Es lo que nos está pasando. La Convención Constitucional exacerbó el tema -real- del abuso, pero falló en proveer la gobernabilidad que posibilitara los acuerdos para ponerle fin. De paso, regresó al mito nostálgico de una estrategia de desarrollo más basada en las decisiones del Estado y desconfiada de la iniciativa privada. Esto, a pesar de que ya hace algunas décadas se impuso en el mundo el modelo de iniciativa privada, libre mercado y protección de la propiedad, como la mejor vía para lograr la prosperidad.
Tras el enorme vuelco de la opinión ciudadana, hoy corremos el riesgo inverso: un nuevo mito, esta vez nostálgico de la seguridad, el orden y el individualismo. Así como ciertos los abusos antes reclamados, lo son las enormes fallas en el control de la delincuencia, hoy en la retina pública. Pero no construiremos un país próspero con relatos que exacerben sólo una dimensión de nuestros problemas. Lo que necesitamos es una nueva estructura institucional que, primero, proporcione un régimen político electoral que nos permita ponernos de acuerdo y así, precisamente, resolver estos problemas y evitar el péndulo de las promesas de ocasión. Y, segundo, posibilitar un modelo de desarrollo que, junto a estimular la iniciativa privada y su seguridad, mitigue la tendencia concentradora y excluyente que tiene el capitalismo librado sólo al mercado. Eso lo saben los países avanzados que, bastante antes del colapso de la Unión Soviética, desarrollaron el Estado de bienestar, que resultaría clave para su posterior imposición sobre los socialismos estatistas.
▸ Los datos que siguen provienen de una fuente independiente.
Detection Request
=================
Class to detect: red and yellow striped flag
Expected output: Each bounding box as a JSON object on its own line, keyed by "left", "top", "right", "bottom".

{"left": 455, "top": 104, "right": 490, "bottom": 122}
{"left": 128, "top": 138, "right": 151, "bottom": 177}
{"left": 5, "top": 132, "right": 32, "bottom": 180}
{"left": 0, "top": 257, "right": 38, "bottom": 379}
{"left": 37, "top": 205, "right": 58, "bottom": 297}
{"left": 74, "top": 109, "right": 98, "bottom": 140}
La nueva propuesta constitucional deja coja esta segunda dimensión. Dinamismo privado y protección social constituyen un todo indisoluble; si uno falla, el sistema se hace inviable.
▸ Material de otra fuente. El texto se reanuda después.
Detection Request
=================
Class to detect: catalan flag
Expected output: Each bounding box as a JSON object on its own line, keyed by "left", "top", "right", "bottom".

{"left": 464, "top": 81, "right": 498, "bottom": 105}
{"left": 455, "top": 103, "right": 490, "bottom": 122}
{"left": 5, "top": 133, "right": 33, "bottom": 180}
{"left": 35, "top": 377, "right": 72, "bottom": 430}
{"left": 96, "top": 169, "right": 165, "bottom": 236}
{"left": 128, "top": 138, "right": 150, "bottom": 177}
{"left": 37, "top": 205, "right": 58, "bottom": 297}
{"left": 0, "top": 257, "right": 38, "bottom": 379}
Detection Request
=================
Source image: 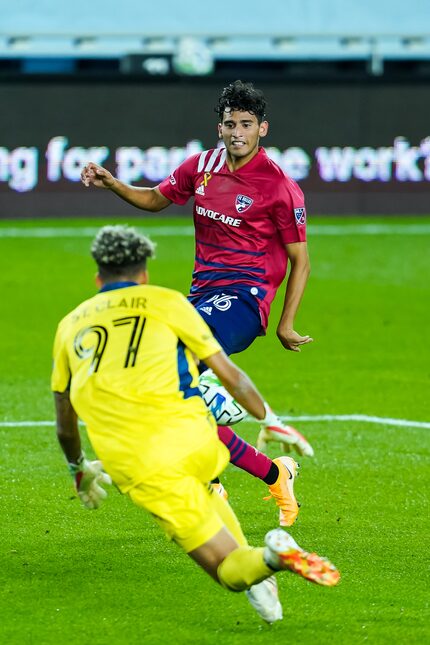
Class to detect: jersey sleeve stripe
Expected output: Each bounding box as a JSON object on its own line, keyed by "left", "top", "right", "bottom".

{"left": 204, "top": 149, "right": 222, "bottom": 172}
{"left": 176, "top": 341, "right": 201, "bottom": 400}
{"left": 195, "top": 256, "right": 266, "bottom": 274}
{"left": 197, "top": 150, "right": 210, "bottom": 172}
{"left": 189, "top": 284, "right": 268, "bottom": 299}
{"left": 196, "top": 239, "right": 265, "bottom": 257}
{"left": 192, "top": 269, "right": 269, "bottom": 284}
{"left": 212, "top": 149, "right": 226, "bottom": 173}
Pero aún podemos construir una solución. Veamos.
Despejada la incertidumbre sobre la iniciativa privada, el problema se traslada a la suficiencia del Estado social. Se argumenta por la actual mayoría que, además, se debe establecer la libertad de elegir el sistema de salud, la propiedad de los ahorros previsionales y el financiamiento estatal para la educación particular subvencionada, a fin de materializar la libertad de elección de los padres. Aunque todos estos temas debieran ser materia de ley, supongamos, para fines analíticos, que concedemos esas premisas.
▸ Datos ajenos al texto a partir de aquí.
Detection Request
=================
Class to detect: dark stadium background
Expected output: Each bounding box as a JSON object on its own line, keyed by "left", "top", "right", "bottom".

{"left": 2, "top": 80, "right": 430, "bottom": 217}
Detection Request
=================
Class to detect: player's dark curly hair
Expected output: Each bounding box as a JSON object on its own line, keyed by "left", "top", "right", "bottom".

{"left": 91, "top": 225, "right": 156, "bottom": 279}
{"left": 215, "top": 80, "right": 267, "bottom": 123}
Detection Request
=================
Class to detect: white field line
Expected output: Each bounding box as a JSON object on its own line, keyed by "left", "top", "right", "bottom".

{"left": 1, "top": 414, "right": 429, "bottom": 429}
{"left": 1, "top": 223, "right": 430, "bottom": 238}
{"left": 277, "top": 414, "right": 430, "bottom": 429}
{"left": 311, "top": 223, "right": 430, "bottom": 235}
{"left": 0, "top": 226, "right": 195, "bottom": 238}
Lo que es intrínseco al Estado social, sin embargo, es el acceso universal e indiscriminado a esos bienes sociales, indispensables para emprender un proyecto de vida autónomo. De lo contrario prevalecerá la tendencia concentradora de un capitalismo sin redistribución. Aterricemos. En salud se habla de un plan universal. Pero dicho plan debe ser completo en términos de las prestaciones que ofrece, lo que deja por resolver su financiamiento. Si este se confina a impuestos generales para quienes su cotización no alcanza a cubrir el costo del plan, la salud continuará incompleta y segregada. Esto, porque nuestra carga tributaria directa es demasiado baja y, luego, el plan universal no tendría características de suficiencia. Basta mirar el financiamiento de este derecho en los países desarrollados para advertir que, virtualmente todos, recurren a solidarizar las cotizaciones. Bajo esas condiciones, pero sólo bajo ellas, la libre elección no debiera ser un problema.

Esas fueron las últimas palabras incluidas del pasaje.